Todd Purdum takes a big look in the January issue of Vanity Fair at the national-security state through the prisms of Ike Eisenhower – a key player in World War II – and George Kennan – the architect of Washington’s “containment” policy in the Cold War. He finds it a grim, grey place that these American national-security heavyweights wouldn’t recognize.

While Purdum inflates the impact of defense spending on the nation’s ability to get other things done – defense spending continues to shrink, both as a share of the federal budget, and of the nation’s GDP – he squarely captures the mood that has enveloped much of the country, and especially Washington, since 9/11.

Writes Purdum:

…In the years since [Eisenhower], the [nation’s growing militarism] trend has warped virtually every aspect of national life, with consequences that are quite radical in their cumulative effect on the economy, on the vast machinery of official secrecy, on the country’s sense of itself, and on the very nature of national government in Washington. And yet the degree to which America has changed is noticed by almost no one—not in any visceral way. The transformation has taken hold too gradually and over too long a period.
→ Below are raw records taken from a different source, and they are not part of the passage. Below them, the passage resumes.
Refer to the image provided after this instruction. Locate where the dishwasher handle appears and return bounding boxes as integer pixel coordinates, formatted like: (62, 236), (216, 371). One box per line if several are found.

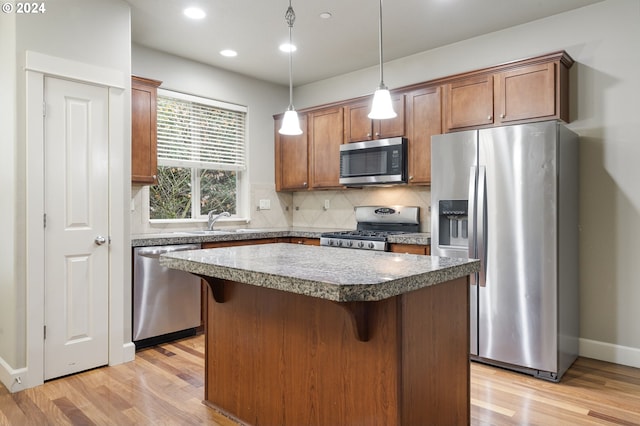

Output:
(136, 244), (200, 259)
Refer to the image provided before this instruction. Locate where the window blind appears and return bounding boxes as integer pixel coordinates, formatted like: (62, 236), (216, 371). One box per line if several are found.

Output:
(157, 90), (247, 170)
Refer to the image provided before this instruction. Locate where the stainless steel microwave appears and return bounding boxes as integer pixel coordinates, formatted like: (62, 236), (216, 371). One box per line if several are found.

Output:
(340, 137), (407, 186)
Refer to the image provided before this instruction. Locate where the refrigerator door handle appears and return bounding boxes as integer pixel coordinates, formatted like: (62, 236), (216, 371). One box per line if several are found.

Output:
(475, 166), (487, 287)
(467, 166), (478, 285)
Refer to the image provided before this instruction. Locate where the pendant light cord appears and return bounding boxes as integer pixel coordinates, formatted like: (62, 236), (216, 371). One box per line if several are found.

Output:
(284, 0), (296, 111)
(378, 0), (386, 89)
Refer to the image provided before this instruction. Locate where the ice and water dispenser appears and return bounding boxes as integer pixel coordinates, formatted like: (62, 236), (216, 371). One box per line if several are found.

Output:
(438, 200), (469, 248)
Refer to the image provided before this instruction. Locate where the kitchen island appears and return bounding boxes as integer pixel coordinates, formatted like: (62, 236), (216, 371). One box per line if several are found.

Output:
(161, 243), (479, 425)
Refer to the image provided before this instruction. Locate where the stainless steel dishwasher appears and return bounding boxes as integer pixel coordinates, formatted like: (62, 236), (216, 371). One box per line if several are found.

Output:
(133, 244), (201, 348)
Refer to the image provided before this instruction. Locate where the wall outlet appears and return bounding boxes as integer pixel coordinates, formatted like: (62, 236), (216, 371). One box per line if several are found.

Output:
(260, 199), (271, 210)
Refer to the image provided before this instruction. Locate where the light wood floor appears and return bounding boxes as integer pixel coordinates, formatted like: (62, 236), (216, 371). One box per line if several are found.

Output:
(0, 336), (640, 426)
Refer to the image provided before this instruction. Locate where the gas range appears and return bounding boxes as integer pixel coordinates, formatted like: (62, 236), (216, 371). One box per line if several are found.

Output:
(320, 206), (420, 251)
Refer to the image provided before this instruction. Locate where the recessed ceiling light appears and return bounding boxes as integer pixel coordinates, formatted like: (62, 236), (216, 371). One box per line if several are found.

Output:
(280, 43), (298, 53)
(220, 49), (238, 58)
(183, 7), (207, 19)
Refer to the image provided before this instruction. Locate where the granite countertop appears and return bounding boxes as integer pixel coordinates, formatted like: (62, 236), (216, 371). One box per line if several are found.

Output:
(160, 243), (480, 302)
(131, 227), (431, 247)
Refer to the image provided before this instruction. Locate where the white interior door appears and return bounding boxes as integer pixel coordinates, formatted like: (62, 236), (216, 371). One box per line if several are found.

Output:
(44, 78), (109, 380)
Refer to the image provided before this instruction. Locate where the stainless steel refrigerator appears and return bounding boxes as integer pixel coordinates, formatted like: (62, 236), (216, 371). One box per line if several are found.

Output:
(431, 121), (579, 381)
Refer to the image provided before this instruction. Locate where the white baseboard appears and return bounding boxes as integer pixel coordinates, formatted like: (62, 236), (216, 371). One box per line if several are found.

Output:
(122, 342), (136, 362)
(0, 357), (28, 393)
(578, 338), (640, 368)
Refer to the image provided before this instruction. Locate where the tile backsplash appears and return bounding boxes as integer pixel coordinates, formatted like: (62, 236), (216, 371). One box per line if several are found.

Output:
(292, 186), (431, 232)
(131, 184), (431, 234)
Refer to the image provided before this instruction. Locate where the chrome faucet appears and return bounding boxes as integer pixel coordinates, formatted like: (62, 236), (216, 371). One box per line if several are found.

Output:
(207, 210), (231, 231)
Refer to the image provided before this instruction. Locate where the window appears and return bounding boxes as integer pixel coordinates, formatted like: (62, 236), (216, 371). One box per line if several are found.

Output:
(149, 89), (247, 220)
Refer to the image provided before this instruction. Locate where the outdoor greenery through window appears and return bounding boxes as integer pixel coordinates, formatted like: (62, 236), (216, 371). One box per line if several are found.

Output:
(149, 90), (246, 219)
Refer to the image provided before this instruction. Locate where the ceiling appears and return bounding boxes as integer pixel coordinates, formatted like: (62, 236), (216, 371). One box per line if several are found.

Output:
(127, 0), (602, 86)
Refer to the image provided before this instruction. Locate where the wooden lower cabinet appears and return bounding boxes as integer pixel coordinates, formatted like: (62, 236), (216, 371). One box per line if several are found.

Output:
(204, 277), (470, 426)
(389, 244), (431, 255)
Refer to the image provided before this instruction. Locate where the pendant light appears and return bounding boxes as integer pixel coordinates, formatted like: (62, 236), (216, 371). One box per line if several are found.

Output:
(368, 0), (397, 120)
(278, 0), (302, 135)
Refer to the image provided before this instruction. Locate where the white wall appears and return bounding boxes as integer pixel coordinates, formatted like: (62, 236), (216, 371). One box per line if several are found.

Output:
(295, 0), (640, 367)
(0, 0), (131, 391)
(0, 13), (20, 367)
(131, 44), (291, 234)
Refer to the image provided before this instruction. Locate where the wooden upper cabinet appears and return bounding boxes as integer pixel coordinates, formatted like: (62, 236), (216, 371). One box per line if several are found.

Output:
(444, 74), (493, 131)
(344, 93), (405, 143)
(308, 108), (344, 189)
(444, 52), (573, 132)
(406, 86), (442, 185)
(275, 114), (309, 191)
(131, 76), (162, 184)
(495, 63), (560, 124)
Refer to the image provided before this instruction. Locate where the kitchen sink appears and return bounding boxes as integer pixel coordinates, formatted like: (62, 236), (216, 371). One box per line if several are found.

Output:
(179, 229), (233, 235)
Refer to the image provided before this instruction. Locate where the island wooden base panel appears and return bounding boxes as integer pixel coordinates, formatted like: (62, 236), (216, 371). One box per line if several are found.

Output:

…Kennan reflected on a topic [in 1984] that had become something of an obsession for him by his 80th year: the “extreme militarization not only of our thought but of our lives”—a phenomenon that had had a profoundly distorting effect on the entire economy. Military spending had become a national addiction. “We could not now break ourselves of this habit,” Kennan wrote, “without the most serious of withdrawal symptoms. Millions of people, in addition to those other millions that are in uniform, have become accustomed to deriving their livelihood from the military-industrial complex. Thousands of firms have become dependent on it, not to mention labor unions and communities.”

…the amorphous bogeyman of global terrorism has made the notion of significant adjustments in defense spending off limits.

…It takes only a glance at National Journal or Politico, filled with full-page color advertisements from Lockheed Martin and Raytheon, from Northrup-Grumman and L3 and KBR, to get some indication of where our priorities lie. Great corporate engines once worked to build the U.S. civilian economy and the infrastructure that underlay it; now they are at the service of military power and its projection abroad.

For those of us in and around the nation’s national-security apparatus, this is the key issue of the day: is our globe-girdling military might the optimum way to bring American influence to bear in every nook and cranny of the planet? Just the aspiration that it be so has profound effects: not only on where and how we invest in what we broadly (and somewhat disingenuously) call defense, but how that desire is perceived by everyone else.